SISTERON, France (AFP) — Nacer Bouhanni (Cofidis) sprinted to his second stage victory of the 2015 Critérium du Dauphiné Wednesday at the end of a 228-kilometer stage 4 in Sisteron, France. An early breakaway of Martijn Keizer (LottoNL-Jumbo) and Tosh Van der Sande (Lotto-Soudal) had a healthy advantage of around five minutes with only 30km left in the stage, but as several teams finally organized a chase in the peloton, the gap started to come down quickly. The escapees’ advantage was closed down completely when a number of opportunists tried their luck from the pack on a pair of late climbs, and all of the action in the peloton drove a pace fast enough to eventually catch the two riders up the road.

Late attacker Tim Wellens (Lotto-Soudal) held out in front until the final few kilometers, but he and all other hopeful aggressors were mopped up by the time the peloton entered the finishing straight. Bouhanni was the strongest rider in the bunch sprint, crossing the line ahead of Jonas Van Genechten (IAM Cycling) and Luka Mezgec (Giant-Alpecin).

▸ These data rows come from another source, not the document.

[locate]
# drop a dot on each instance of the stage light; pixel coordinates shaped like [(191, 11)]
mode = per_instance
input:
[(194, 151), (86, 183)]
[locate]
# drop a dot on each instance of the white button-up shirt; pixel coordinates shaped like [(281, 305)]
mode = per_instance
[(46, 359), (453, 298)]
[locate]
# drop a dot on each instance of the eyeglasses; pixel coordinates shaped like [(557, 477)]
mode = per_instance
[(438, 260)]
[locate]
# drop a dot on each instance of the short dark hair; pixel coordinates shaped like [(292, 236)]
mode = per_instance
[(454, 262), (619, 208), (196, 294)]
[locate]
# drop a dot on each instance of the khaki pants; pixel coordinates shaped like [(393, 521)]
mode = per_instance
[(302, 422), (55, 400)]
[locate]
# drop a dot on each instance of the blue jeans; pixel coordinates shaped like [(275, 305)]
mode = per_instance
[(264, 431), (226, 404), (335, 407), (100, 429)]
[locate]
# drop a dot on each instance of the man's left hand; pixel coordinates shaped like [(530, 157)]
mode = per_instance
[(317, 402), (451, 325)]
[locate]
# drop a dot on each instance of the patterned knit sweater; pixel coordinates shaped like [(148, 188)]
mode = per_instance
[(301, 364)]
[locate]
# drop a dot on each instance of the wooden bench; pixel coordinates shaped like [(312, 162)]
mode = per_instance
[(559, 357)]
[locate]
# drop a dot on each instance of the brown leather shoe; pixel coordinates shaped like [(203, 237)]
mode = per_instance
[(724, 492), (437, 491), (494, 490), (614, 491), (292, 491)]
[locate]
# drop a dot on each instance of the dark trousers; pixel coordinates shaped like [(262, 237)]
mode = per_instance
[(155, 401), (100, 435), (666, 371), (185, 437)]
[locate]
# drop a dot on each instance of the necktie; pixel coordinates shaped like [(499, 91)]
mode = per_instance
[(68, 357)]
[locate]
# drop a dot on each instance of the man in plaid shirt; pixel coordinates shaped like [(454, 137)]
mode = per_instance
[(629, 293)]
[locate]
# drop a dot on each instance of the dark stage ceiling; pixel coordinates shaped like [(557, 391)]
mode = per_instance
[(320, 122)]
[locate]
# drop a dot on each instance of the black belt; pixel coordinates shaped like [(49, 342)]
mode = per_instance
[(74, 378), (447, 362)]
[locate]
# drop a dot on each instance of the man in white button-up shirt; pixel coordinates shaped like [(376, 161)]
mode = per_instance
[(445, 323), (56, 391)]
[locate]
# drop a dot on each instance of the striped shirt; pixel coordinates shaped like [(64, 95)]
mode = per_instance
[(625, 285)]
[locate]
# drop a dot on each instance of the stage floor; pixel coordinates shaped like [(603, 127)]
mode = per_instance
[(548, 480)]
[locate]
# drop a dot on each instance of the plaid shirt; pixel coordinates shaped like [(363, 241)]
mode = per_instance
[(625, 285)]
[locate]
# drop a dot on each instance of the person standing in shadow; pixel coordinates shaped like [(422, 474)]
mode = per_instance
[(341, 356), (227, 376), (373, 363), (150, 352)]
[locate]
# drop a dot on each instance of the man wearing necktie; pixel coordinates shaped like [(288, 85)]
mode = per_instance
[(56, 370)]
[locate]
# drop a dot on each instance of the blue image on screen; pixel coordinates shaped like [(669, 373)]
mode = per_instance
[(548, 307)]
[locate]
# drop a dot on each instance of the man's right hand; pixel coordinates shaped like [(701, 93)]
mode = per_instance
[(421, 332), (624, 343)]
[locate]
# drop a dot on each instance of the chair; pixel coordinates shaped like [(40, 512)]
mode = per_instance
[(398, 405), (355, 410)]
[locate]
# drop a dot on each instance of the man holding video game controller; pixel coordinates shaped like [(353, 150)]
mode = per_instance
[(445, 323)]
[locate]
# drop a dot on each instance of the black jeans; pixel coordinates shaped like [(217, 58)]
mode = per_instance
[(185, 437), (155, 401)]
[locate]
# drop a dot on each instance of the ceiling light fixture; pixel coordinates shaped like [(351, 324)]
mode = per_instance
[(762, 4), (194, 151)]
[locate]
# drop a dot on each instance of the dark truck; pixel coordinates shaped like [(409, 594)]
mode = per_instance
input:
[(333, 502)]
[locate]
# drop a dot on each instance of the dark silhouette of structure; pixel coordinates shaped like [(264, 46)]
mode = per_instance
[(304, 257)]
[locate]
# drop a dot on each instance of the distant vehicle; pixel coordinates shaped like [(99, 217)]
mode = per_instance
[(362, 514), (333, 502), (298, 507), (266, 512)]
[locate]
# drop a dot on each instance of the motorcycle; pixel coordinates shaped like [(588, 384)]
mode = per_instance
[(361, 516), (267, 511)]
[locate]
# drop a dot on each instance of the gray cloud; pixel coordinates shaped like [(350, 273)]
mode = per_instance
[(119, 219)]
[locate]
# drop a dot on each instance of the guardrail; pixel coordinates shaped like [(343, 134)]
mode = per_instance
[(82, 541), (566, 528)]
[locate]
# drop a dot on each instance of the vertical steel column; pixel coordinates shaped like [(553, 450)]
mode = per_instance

“I am very happy with my condition. I must have five or six second places since the start of the season but this was also my fifth victory,” said Bouhanni, who won three stages and the points classification at last year’s Giro d’Italia while riding for FDJ before joining Cofidis for the 2015 season.

“I am gradually getting better ahead of the Tour,” he said. “Now I am going to work on improving in the mountains with an eye on the Tour de France.”

Race leader Rohan Dennis (BMC) finished safely in the peloton on the same time as the sprinters, as did his teammate Tejay van Garderen and other GC hopefuls Vincenzo Nibali (Astana), Chris Froome (Sky), Joaquim Rodríguez (Katusha), and Alejandro Valverde (Movistar).

“Most of the day was standard, but the last 25 or 30 kilometers were a bit hectic and sometimes a bit scary,” Dennis said. “Leading into the final climb, there was a lot of fighting going on to get to the bottom in the front. Then, the last two kilometers, there were a lot of people touching wheels in front of me. In the last 500 meters, there were a lot of near crashes. So it was a little bit of a stressful moment. But we all got through it unscathed.”

The Dauphiné continues with a 161km stage 5 from Digne-les-Bains to Pra-Loup on Thursday.